Cycle-accurate measurement on the Athlon
As several of you are, I am working on a general framework to
achieve cycle-accurate measurement on my Athlon Thunderbird. My
initial focus is on integer code.
BITS 32
GLOBAL time_code
SECTION .mytext progbits alloc exec nowrite align=64
%macro read_timestamp_counter 0
xor eax, eax
cpuid
rdtsc
%endmacro
ALIGN XXX
time_code:
push ebx
push esi
read_timestamp_counter
mov esi, eax
%rep YYY
nop
%endrep
read_timestamp_counter
sub eax, esi
pop esi
pop ebx
ret
I then call time_code() 20,000 times from a tiny C program for
different values of XXX and YYY (XXX=0..63 and YYY=0..1023)

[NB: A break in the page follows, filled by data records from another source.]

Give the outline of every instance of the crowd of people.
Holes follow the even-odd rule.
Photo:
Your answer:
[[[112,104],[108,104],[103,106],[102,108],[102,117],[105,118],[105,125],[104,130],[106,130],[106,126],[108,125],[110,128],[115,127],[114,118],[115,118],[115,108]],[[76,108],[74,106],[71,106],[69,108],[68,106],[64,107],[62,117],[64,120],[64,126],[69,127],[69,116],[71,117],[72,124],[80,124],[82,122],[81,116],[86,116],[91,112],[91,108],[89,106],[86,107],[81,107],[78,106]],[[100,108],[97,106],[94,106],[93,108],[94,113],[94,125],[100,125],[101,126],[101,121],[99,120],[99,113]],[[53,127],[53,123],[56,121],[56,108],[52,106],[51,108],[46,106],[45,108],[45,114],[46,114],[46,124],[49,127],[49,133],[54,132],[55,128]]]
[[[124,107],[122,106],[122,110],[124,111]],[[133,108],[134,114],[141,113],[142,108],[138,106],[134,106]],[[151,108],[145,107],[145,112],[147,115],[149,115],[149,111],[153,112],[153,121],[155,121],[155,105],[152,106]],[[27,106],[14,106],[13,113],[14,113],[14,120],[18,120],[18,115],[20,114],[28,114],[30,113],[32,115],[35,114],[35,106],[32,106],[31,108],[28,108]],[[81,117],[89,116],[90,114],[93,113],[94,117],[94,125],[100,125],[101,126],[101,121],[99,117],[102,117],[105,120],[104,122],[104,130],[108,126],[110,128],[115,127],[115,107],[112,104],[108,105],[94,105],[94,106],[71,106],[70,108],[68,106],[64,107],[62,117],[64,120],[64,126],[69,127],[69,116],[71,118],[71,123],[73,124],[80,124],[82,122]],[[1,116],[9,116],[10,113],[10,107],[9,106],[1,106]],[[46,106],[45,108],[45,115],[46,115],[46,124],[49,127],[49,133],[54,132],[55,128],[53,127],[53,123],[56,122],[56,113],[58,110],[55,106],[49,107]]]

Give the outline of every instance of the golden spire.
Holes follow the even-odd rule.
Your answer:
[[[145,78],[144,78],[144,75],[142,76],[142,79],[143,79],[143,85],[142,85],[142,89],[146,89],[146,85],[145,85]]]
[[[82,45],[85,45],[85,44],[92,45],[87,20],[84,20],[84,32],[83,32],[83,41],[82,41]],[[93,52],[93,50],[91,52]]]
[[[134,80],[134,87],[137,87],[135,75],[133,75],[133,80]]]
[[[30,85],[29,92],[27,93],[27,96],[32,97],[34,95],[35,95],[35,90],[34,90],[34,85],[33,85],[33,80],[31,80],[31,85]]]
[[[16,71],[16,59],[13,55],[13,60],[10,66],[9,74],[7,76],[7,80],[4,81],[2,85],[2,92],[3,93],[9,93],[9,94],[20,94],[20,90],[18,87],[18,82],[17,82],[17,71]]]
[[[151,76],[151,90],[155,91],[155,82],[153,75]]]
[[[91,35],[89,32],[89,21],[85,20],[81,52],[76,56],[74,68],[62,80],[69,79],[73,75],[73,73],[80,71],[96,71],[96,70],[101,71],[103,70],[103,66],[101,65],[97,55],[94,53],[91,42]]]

For a given XXX and YYY, I make sure I get consistent results, that
is I check there are no more than 40 values - 0.2% - different from
the preponderant value.
For a given YYY, I check that all results are identical.
Conclusions:
In this case, alignment does not matter, which is not surprising
since NOPs are only one byte long. But I had to check if I wanted to
be thorough.
I computed a linear regression: CYCLES = (YYY + 1) / 3 + 60
The formulate is accurate to within one cycle, as long as x is
greater to 6.
Interesting points:
The first and second measurements are often incorrect, but the third
measurement is always correct. Therefore the first two measurements
should be discarded.
There are some strange results for several values of YYY:
11 64
12 64
13 64
14 65
15 65
16 65
17 68 *** EXPECTED 66 ***
18 67 *** EXPECTED 66 ***
19 67 *** EXPECTED 66 ***
20 67
21 67
22 67
23 68
24 68
25 68
17 is funky :-)
Anyway, I'll be happy to hear any comments, or suggestions. Next
week, I'll play around with instructions other than NOPs. I suspect
alignement will then matter, I wonder how much.
My ultimate goal is to write an "optimizing assembler", that is an
assembler which reorders instructions to find the optimal code
schedule on a particular x86 micro-architecture.